Health Care – What is it?

 

Question-Mark-820x1024One of the goals of the Affordable Care Act was to expand access to regular and affordable health care for Americans. Underpinning this goal was a hard-to-argue-with notion that the nation, individually and collectively, is better off when its citizens are healthy.

Is that the same as saying that that all Americans have a right to health care? Even those who instinctively nod “yes” might qualify their answer, depending on how you define health care. Some types of health care are critical to good health, while others seem of marginal benefit.  Under the best of circumstances, the boundaries are far from clear.  And most types of health care are in limited supply, based on the availability of equipment, medical staff, facilities and drug supplies.  We can’t all have everything.

A starting point for the discussion might be the definitions given by the President’s Council on Bioethics in 2003:

    • Therapy: treatment of “known diseases, disabilities or impairments in an effort to restore a normal state of health or fitness.”  Included in this category are things like repair of broken bones, antibiotics for infections, surgical removal of tumors, pacemakers, and chemotherapy or radiation for cancers.
    • Enhancement: treatment “to alter the ‘normal’ functions of the human body or psyche so as to augment or improve native capacities and performances.” In this category are such things as discretionary plastic surgery, botox injections to remove wrinkles, or steroids to improve athletic performance.

This simple model, however, leaves many questions unanswered.

    • How do we classify vaccinations, annual visits to the dentist for cleaning, or periodic screenings for breast or prostate cancer? What about vitamins and exercise regimens, or anti-smoking campaigns. None of these quite fit the definition therapy or enhancement, but they are included in what is now called Preventive Medicine, a set of strategies to maintain health rather than cure illness.
    • Another challenge to this binary model is Palliative Care, which covers the spectrum of physical, emotional, spiritual, and social suffering that often accompanies illness.  Drugs and medical treatments are considered palliative if they relieve symptoms without having any beneficial or therapeutic effect on the underlying disease or illness.  Examples would be dialysis for kidney failure or Aricept for early-stage Alzheimer’s, both of which make life more manageable for a time, but do nothing to cure or reverse the underlying problem.
    • Yet another complication comes with Long Term Care, particularly for the elderly.  While everyday tasks like feeding, bathing and dosing out medications do not ordinarily constitute medical care, their absence leaves those with chronic illnesses and/or limited mobility prone to accidents or malnutrition.  These in turn lead to diseases or illness that may require acute or chronic medical care.
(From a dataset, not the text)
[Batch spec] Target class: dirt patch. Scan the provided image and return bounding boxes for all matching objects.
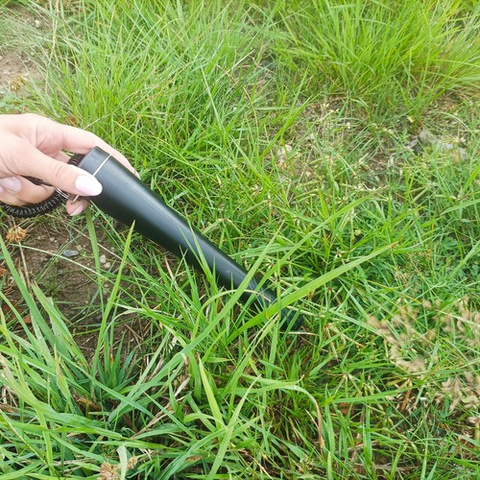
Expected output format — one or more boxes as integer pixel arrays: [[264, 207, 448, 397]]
[[0, 7, 45, 97]]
It seems reasonable, at first glance, to make therapeutic medical care available to all Americans. But should I have a right to any and all therapeutic treatments, regardless of my ability to pay?  Should I have the right to any and all procedures—a kidney transplant, for example—if I already suffer from multiple or chronic illnesses from which I will never recover?  Should I have the right to any and all procedures even if I am responsible—alcohol or drug additions, for example—for my condition? And should the standard of “normal” be the same for a 40-year-old as for an 85-year-old?

If your answer to any of these questions is “no,” you are left with even harder questions.  What types of procedures should be restricted or prohibited … and under what circumstances? Who should decide? Based on what criteria?

Similar questions apply to things that fall into the category of enhancement, preventive care, palliative, or long-term care.  Most would agree that pain-medication is a palliative treatment that should be available to anyone who needs it.  But what about Viagra, when it is used to offset a “normal” decline in physical function, but may help to restore emotional health.

What do you think?  Should health care be a universal right, regardless of the ability to pay?  Regardless of other health conditions?  If so, how would you propose to pay for the rapidly increasing costs associated with the aging baby boomers?  If not, what criteria would you use to decide who gets what?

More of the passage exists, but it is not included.